Estando na Vila do Espírito Santo (Vitória) e sentindo que o seu fim estava próximo, pediu que o levassem à Aldeia de Reritiba (Anchieta), onde faleceu no SENHOR no dia 9 de junho de 1597, com 63 anos de idade, dos quais, 44 anos dedicados a formação religiosa do povo brasileiro. De Reritiba (Anchieta) foi transportado de volta à Vitória. O cortejo fúnebre formado por pessoas de diversas etnias e classes sociais contava com mais de 3.000 índios que faziam questão de carregar nos ombros o caixão de Anchieta, num percurso de 80 quilômetros, durante três dias de viagem, sendo recebido na Vila do Espírito Santo (Vitória) solenemente por todo o povo e autoridades, tanto eclesiásticas como civis.
Anchieta cumpriu em tudo e de maneira admirável as atividades próprias dos jesuítas e demais missionários daquela época. Não só as praticou, mas distinguiu-se como mestre. Em 1560, escreveu ao Padre Geral da Companhia de Jesus, Diogo Laínes, em Roma, Itália:
"Quase sem cessar, andamos visitando várias povoações, tanto de índios, como de portugueses, sem fazer caso de calmas, chuvas e grandes enchentes de rios, e muitas vezes à noite por bosques muito escuros socorremos os enfermos, não sem grande trabalho, seja pela aspereza dos caminhos, como pela inclemência do tempo. Sendo tantas as povoações e tão distantes umas das outras, nem nós bastamos para acudir a tão variadas necessidades, como ocorrem, nem, ainda que fôssemos muitos mais, seriamos suficientes. A isto se ajunta que nós, que socorremos as necessidades dos outros, muitas vezes estamos mal dispostos e, fatigados de sofrimentos, e desfalecemos pelo caminho, de maneira que apenas o conseguimos levar a cabo a missão. Deste modo não menos necessidade de ajuda parece terem os médicos, do que os enfermos. Mas nada é árduo aos que têm por fim somente a glória de DEUS e a salvação das almas, pelas quais não duvidam em dar a própria vida".
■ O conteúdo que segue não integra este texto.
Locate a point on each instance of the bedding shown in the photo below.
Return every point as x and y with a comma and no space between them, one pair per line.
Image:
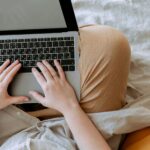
132,18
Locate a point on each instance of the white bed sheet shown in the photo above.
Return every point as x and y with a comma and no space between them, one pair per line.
132,18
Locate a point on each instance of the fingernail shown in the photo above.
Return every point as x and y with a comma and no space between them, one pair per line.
33,69
27,99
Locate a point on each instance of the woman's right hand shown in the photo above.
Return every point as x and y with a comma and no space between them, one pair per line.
59,94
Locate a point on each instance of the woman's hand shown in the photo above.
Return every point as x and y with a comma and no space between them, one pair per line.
7,74
58,92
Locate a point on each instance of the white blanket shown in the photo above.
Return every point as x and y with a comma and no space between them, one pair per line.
132,18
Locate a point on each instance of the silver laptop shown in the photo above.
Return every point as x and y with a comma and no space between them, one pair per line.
34,30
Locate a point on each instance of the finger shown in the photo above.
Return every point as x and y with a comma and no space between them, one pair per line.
37,96
60,70
9,77
39,77
18,99
45,71
8,69
4,65
50,68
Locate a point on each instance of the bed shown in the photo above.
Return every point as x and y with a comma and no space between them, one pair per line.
132,18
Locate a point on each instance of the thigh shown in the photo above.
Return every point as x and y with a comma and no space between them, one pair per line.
104,66
13,120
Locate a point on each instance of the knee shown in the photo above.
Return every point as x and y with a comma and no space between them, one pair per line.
117,44
111,42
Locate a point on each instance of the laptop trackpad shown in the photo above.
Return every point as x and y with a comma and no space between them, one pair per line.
22,84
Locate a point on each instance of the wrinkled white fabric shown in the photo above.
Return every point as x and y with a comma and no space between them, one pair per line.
132,18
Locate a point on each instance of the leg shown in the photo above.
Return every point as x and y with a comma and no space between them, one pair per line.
13,120
104,67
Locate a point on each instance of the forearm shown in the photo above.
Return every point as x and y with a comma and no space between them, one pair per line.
84,132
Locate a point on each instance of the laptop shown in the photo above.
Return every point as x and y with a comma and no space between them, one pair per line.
36,30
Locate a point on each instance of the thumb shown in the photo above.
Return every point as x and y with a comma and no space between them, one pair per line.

Dele se contam muitos prodígios, profecias e milagres, curas de todas as naturezas, e até mesmo a familiaridade com pássaros e animais ferozes, como um São Francisco brasileiro, ou um Santo Antônio de Pádua de nossa terra. Dele se diz que rezando ou meditando, levitava em êxtase. Enfim, suas virtudes e qualidades, as suas criações espirituais e literárias, e um grande número de extraordinárias manifestações, lhe propiciaram uma grande fama, que humildemente jamais utilizou e aceitou, e que nunca se considerou merecedor. Foi Beatificado pelo Papa João Paulo II, no dia 22 junho de 1980, depois do processo ter se arrastado por mais de 300 anos na Cúria Romana. Segundo o conteúdo do Processo, para a prova definitiva foi utilizado para a Beatificação, o “milagre” acontecido por sua fervorosa intercessão, quando converteu três pessoas ao cristianismo num mesmo dia, salvando três almas da condenação eterna.